Prediction and risk evaluation of delirium after surgery in older patients: development and internal validation of an algorithm from the prospective BioCog cohort study
Authors
- Florian Lammers-Lietz
- Levent Akyuez
- Diana Boraschi
- Friedrich Borchers
- Jeroen de Bresser
- Sreyoshi Chatterjee
- Marta M. Correia
- Nikola M. de Lange
- Thomas Bernd Dschietzig
- Soumyabrata Ghosh
- Insa Feinkohl
- Izabela Ferreira da Silva
- Marinus Fislage
- Anna Fournier
- Jürgen Gallinat
- Daniel Hadzidiakos
- Sven Hädel
- Fatima Halzl-Yürek
- Stefanie Heilmann-Heimbach
- Maria Heinrich
- Jeroen Hendrikse
- Per Hoffmann
- Jürgen Janke
- Ilse M.J. Kant
- Angelie Kraft
- Roland Krause
- Jochen Kruppa-Scheetz
- Simone Kühn
- Gunnar Lachmann
- Markus Laubach
- Christoph Lippert
- David K. Menon
- Rudolf Mörgeli
- Anika Müller
- Henk-Jan Mutsaerts
- Markus Nöthen
- Peter Nürnberg
- Kwaku Ofosu
- Malte Pietzsch
- Sophie K. Piper
- Tobias Pischon
- Jacobus Preller
- Konstanze Scheurer
- Reinhard Schneider
- Kathrin Scholtz
- Peter H. Schreier
- Arjen J.C. Slooter
- Emmanuel A. Stamatakis
- Clarissa von Haefen
- Simone J.T. van Montfort
- Edwin van Dellen
- Hans-Dieter Volk
- Simon Weber
- Janine Wiebach
- Anton Wiehe
- Jeanne M. Winterer
- Alissa Wolf
- Norman Zacharias
- Claudia Spies
- Georg Winterer
Journal
- British Journal of Anaesthesia
Citation
- Br J Anaesth
Abstract
BACKGROUND: Postoperative delirium (POD) affects ∼20% of older surgical patients. It is associated with poor clinical outcome and increased mortality. We aimed to identify the major POD risk factors and to develop and validate a multivariate algorithm for individual POD risk prediction and risk evaluation in the very early postoperative period.
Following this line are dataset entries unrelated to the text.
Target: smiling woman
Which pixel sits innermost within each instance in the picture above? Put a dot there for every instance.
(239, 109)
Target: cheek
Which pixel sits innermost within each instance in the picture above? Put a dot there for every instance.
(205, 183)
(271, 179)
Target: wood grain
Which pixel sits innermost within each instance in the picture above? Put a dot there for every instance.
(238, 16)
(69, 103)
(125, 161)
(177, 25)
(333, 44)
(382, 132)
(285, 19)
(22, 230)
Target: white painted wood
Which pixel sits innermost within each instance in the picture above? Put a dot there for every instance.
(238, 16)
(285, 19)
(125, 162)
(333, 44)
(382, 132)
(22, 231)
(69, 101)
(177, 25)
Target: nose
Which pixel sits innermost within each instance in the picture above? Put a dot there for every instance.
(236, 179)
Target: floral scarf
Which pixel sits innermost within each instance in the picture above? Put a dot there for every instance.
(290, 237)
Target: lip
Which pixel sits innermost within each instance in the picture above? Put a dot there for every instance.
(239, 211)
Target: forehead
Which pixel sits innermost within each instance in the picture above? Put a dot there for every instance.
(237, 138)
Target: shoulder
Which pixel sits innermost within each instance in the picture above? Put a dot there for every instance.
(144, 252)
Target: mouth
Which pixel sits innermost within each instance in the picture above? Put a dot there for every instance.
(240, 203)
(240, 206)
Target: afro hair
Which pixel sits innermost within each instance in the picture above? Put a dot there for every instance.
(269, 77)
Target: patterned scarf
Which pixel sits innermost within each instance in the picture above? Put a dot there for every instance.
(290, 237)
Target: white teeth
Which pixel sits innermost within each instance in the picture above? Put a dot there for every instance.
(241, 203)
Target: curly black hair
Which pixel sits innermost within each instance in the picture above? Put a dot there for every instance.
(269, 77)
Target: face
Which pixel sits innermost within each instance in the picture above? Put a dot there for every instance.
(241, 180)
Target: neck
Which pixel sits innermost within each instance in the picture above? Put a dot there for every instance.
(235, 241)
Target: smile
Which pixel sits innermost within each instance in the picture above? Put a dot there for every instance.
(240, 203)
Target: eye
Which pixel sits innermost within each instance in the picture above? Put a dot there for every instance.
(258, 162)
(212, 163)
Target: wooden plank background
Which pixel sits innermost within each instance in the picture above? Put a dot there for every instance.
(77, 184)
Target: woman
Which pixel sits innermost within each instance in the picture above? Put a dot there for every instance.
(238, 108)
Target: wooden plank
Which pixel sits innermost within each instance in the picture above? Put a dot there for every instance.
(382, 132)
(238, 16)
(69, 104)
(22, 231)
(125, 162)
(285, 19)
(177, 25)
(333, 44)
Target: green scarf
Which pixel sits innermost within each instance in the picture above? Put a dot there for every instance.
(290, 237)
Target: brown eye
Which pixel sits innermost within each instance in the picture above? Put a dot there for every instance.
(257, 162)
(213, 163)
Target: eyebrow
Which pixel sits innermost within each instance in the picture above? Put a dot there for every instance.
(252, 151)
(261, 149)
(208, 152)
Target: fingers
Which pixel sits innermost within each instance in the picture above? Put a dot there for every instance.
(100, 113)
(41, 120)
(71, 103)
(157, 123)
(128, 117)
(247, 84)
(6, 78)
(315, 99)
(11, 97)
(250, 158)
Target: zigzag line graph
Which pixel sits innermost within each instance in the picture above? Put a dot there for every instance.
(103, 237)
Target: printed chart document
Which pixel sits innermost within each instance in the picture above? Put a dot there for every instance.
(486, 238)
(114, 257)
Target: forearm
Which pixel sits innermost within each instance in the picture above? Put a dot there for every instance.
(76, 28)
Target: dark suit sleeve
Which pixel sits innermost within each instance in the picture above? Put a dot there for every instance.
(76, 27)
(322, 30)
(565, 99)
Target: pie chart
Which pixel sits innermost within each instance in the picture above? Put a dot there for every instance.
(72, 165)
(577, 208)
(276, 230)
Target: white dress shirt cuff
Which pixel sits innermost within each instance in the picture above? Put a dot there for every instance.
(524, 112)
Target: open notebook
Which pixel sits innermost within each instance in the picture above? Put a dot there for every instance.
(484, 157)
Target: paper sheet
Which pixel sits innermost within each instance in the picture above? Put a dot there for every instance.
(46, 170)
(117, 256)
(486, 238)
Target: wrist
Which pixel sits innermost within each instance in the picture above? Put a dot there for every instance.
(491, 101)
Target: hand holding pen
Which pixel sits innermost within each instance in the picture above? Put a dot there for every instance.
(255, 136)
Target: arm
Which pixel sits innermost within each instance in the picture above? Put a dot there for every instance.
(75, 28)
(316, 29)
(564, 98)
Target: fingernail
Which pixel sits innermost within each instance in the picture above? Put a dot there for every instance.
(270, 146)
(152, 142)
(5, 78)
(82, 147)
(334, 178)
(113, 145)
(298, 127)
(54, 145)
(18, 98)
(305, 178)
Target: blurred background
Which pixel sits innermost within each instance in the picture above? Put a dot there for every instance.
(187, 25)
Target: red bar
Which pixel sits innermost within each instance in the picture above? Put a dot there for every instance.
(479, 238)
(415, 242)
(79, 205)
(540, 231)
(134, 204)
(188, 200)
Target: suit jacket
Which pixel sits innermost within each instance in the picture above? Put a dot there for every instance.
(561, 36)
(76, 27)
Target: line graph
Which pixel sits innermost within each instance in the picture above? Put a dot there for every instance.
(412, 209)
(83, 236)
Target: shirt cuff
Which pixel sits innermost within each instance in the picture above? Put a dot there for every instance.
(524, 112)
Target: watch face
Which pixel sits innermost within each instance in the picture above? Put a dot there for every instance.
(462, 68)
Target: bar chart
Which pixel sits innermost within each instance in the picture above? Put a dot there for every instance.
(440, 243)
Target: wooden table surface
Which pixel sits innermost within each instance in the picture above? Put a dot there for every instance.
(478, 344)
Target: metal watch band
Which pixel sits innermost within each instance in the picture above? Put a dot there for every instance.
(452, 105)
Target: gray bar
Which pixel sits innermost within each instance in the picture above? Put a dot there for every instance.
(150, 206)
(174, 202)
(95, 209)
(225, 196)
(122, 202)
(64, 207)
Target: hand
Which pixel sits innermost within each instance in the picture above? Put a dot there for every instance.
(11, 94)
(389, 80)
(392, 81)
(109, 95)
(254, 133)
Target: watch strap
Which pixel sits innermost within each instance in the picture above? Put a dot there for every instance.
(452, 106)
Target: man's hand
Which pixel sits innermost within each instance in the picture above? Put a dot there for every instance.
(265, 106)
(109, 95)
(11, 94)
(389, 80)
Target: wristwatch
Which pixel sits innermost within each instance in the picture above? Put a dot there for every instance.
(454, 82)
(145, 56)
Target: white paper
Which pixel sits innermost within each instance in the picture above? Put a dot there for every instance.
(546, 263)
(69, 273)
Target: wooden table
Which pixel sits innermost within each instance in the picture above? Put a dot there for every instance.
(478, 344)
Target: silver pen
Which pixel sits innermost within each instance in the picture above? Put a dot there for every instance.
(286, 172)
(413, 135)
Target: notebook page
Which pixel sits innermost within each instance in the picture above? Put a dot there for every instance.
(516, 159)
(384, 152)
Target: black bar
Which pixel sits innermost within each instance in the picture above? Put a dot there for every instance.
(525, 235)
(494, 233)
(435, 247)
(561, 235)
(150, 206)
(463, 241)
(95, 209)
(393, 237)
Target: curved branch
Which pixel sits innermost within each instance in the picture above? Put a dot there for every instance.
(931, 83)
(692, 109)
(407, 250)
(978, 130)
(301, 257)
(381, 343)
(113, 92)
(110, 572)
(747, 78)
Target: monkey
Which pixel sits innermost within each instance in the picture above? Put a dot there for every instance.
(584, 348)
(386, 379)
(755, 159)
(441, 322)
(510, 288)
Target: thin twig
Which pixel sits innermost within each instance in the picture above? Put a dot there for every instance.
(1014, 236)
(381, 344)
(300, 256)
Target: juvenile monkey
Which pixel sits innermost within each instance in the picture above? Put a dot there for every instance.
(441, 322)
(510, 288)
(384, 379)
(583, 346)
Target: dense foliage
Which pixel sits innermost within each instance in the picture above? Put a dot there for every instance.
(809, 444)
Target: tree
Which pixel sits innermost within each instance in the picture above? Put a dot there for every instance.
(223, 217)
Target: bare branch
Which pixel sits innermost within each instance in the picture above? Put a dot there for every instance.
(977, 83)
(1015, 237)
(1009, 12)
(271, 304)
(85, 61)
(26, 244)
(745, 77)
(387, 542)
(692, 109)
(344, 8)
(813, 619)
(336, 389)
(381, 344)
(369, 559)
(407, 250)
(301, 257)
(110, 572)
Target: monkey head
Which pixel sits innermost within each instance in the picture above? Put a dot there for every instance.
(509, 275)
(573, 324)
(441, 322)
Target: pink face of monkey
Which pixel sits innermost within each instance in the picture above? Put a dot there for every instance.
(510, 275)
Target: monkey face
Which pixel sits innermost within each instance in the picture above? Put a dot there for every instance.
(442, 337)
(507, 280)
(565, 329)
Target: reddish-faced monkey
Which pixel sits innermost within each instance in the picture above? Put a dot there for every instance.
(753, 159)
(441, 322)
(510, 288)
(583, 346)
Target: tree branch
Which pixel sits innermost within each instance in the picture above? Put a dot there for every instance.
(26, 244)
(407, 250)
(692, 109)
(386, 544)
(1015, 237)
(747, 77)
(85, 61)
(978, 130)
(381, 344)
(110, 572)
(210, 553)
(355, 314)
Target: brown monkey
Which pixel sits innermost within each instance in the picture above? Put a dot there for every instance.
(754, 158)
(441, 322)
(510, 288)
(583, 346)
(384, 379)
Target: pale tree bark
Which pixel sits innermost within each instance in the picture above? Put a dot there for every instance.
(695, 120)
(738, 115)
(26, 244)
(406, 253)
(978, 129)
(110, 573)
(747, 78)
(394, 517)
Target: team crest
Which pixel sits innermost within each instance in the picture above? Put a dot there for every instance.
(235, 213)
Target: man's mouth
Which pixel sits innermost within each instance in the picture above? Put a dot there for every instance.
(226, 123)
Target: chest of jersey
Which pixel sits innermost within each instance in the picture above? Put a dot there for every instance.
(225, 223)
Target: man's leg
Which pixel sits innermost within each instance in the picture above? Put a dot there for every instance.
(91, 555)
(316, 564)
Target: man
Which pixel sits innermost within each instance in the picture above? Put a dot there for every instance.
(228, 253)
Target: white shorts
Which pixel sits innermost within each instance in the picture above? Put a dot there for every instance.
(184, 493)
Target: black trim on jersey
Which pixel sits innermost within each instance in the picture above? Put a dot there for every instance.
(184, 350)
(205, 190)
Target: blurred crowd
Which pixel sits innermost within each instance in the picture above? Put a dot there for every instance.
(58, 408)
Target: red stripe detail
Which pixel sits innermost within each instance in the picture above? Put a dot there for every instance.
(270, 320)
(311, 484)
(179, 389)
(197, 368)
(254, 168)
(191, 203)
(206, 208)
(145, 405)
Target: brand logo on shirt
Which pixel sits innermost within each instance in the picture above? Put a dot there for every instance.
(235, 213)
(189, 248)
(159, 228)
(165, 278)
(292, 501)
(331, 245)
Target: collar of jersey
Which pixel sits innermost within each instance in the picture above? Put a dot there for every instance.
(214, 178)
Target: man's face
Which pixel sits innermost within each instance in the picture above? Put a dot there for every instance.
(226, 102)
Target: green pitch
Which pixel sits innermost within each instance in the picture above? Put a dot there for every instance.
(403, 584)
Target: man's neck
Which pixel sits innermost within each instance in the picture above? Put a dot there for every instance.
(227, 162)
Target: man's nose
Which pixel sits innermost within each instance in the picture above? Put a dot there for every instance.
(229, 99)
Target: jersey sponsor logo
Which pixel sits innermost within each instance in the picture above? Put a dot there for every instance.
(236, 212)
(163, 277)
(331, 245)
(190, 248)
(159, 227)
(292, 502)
METHODS: BioCog is a prospective cohort study conducted in the anaesthesiology departments of two tertiary care centres in Germany and The Netherlands. Patients aged ≥65 yr with no preoperative dementia (Mini-Mental Status Examination ≥24) undergoing surgery with an expected duration of at least 60 min were enrolled and screened for POD according to DSM 5 until the seventh postoperative day. Clinical, neuropsychological, neuroimaging data, and blood were measured before and after surgery. We evaluated several models by sequentially adding blocks of variables. Gradient-boosted trees (GBT) with nested cross-validation were used for POD prediction. Model accuracy (area under the receiver-operating curve, AUC) and calibration were assessed (Brier score). RESULTS: Out of 929 patients, 184 (20%) experienced POD. A GBT algorithm using both preoperative data, characteristics of the intervention, and postoperative changes in laboratory parameters achieved the highest AUC (0.83, [0.79-0.86]) with a Brier score of 0.12 (0.12-0.13). CONCLUSIONS: Models combining preoperative with precipitating factors during surgery predict POD with high accuracy. This suggests that the resulting algorithms eventually may become useful to support clinical decision-making. CLINICAL TRIAL REGISTRATION: NCT02265263.